Chief Judge Carol Bagley Amon is pleased to announce that Judge Kiyo A. Matsumoto will preside at the naturalization ceremony to be held at the historic King Manor Museum, in celebration of Constitution Day.
Constitution Day and Citizenship Day is observed nationally each year on September 17, marking the date on which delegates to the Constitutional Convention signed the nation’s founding document in 1787. The highlight is the oath ceremony, during which immigrants swear their allegiance to the United States and receive their naturalization certificate. This is the final step in becoming a U.S. citizen. Those naturalized will be able to vote, serve on juries, apply for a U.S. passport, and enjoy all the other rights and privileges of U.S. citizens.
Federal judges naturalized more than 360,000 immigrants last year. The Eastern District of New York is one of the most diverse districts in the United States, and is among the top three of the 94 districts in the number of new citizens naturalized each year. In 2013, the Eastern District naturalized over sixty thousand new citizens at the Theodore Roosevelt Courthouse in Brooklyn and the Alfonse M. D’Amato Courthouse in Central Islip.
Judge Kiyo A. Matsumoto is the second Asian Pacific American woman ever to serve as a federal district court judge. Judge Matsumoto was nominated by President George W. Bush on March 11, 2008, and received her commission on July 22, 2008. Judge Matsumoto is a graduate of the University of California, Berkeley and received her J.D. from Georgetown University Law Center. Judge Matsumoto previously served as an Assistant U.S. Attorney for the Eastern District of New York from 1983 to 2004 and as a U.S. Magistrate Judge for the Eastern District of New York from 2004 to 2008.
This naturalization ceremony will be held on Wednesday, September 17, 2014 at 11:00 a.m., at the historic King Manor Museum, located at 150-03 Jamaica Avenue, Jamaica, NY 11432. King Manor was home to three generations of the King Family, including Rufus King (1755-1827) who was a distinguished figure in this nation’s early history.
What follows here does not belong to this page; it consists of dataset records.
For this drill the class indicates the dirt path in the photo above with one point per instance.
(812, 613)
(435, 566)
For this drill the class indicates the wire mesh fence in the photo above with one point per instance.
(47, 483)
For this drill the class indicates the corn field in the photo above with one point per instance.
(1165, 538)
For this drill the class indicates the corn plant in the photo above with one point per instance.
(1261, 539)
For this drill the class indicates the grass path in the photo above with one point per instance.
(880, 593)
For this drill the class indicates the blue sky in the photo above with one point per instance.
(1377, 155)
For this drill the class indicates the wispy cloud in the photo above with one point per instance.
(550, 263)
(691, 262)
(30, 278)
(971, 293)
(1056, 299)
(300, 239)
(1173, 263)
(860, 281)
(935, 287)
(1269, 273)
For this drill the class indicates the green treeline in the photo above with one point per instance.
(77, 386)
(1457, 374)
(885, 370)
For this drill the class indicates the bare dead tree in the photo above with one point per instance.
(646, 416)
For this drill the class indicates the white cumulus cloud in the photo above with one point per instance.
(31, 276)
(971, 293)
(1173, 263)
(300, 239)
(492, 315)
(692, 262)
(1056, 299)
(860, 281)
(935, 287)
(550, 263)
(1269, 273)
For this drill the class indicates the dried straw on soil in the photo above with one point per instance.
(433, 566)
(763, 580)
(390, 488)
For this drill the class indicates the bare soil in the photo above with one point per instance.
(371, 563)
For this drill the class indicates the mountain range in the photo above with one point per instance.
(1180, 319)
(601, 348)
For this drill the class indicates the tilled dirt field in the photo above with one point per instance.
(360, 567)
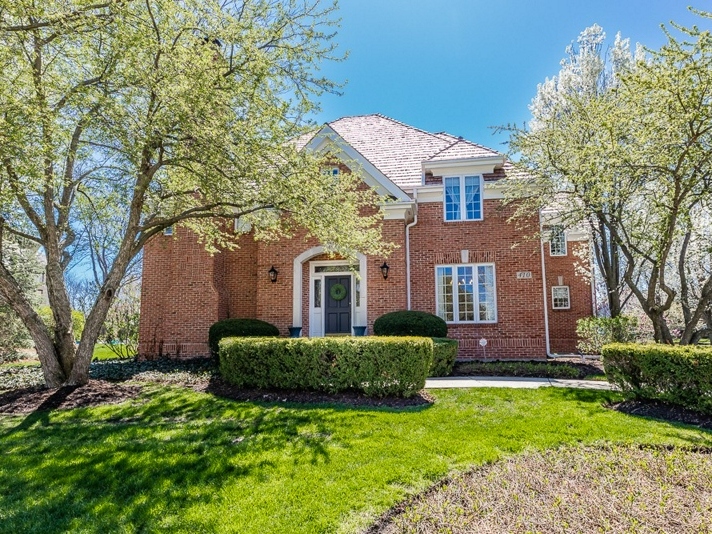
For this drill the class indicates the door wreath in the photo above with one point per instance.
(337, 292)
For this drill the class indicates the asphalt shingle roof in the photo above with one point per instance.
(398, 150)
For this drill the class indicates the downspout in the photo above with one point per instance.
(543, 278)
(407, 243)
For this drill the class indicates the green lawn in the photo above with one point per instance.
(181, 461)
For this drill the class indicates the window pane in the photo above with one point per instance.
(445, 293)
(560, 297)
(465, 294)
(317, 293)
(485, 293)
(452, 199)
(335, 268)
(473, 198)
(557, 241)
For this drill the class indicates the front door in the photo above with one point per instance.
(337, 318)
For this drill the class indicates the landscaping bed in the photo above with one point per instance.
(22, 389)
(571, 368)
(613, 489)
(39, 398)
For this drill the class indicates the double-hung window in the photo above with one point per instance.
(560, 297)
(466, 293)
(463, 198)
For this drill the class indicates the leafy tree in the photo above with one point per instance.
(564, 175)
(135, 116)
(634, 161)
(20, 257)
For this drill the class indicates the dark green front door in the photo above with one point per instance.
(338, 305)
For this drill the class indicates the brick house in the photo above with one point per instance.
(457, 257)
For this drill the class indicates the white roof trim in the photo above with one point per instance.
(328, 140)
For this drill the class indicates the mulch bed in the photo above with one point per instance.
(100, 392)
(95, 393)
(667, 412)
(221, 388)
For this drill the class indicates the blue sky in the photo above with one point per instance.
(463, 66)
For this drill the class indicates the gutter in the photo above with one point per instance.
(543, 277)
(407, 244)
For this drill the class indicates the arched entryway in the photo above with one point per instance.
(328, 315)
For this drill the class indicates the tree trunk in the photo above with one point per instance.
(661, 331)
(53, 373)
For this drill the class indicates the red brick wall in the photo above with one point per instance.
(562, 323)
(179, 298)
(185, 290)
(519, 331)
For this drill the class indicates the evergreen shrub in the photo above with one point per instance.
(444, 355)
(239, 328)
(667, 373)
(395, 366)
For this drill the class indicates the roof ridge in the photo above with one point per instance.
(446, 148)
(409, 126)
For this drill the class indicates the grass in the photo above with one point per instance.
(179, 461)
(617, 490)
(545, 369)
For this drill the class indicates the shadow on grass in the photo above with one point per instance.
(133, 466)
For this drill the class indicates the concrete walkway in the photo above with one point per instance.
(512, 382)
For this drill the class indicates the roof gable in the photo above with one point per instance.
(397, 152)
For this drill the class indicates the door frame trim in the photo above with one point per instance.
(317, 317)
(351, 295)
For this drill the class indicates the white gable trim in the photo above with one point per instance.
(327, 140)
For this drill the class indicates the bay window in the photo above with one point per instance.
(466, 293)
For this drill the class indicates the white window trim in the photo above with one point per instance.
(476, 293)
(568, 295)
(463, 196)
(566, 245)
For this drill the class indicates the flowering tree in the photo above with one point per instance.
(135, 116)
(553, 149)
(634, 162)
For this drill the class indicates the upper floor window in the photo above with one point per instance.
(463, 198)
(557, 241)
(560, 297)
(466, 293)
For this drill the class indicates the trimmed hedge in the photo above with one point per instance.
(410, 323)
(375, 366)
(594, 332)
(668, 373)
(444, 355)
(239, 328)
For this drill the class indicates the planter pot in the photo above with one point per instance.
(295, 331)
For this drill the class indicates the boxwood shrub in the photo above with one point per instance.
(378, 367)
(239, 328)
(444, 355)
(674, 374)
(410, 323)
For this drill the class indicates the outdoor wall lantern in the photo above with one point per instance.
(384, 270)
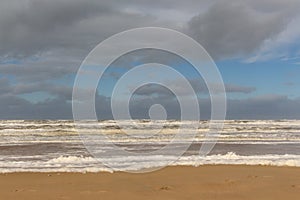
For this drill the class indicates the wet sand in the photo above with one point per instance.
(204, 182)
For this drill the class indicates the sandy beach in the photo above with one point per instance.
(204, 182)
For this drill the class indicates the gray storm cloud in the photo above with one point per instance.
(44, 41)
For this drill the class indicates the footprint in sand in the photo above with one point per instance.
(165, 188)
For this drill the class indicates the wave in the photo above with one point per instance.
(134, 163)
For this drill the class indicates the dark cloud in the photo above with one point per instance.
(237, 28)
(44, 41)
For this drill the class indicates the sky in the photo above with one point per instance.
(254, 43)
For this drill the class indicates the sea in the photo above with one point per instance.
(63, 146)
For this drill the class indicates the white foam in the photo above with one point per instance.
(90, 164)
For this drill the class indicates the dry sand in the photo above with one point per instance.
(204, 182)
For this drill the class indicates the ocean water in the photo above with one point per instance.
(58, 146)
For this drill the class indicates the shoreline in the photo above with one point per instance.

King Manor is steeped in the history of our great country. From 1805 until his death in 1827, Rufus King resided in Jamaica, NY, which is now one of the most diverse neighborhoods in New York City. His contemporaries recognized him as one of the greatest statesmen of the era. King’s political career was only just beginning when he signed the Constitution in 1787. He subsequently became one of New York’s first two United States senators under the new Constitution, eventually serving four terms in the Senate. He also served as the ambassador to Great Britain from 1796 to 1803. Throughout his long political career, he was an outspoken opponent of slavery. After King’s death, his eldest son John Alsop King lived at King Manor and served as a United States congressman (1849-1851) and the Governor of New York (1857-1859), carrying on his father’s anti-slavery tradition.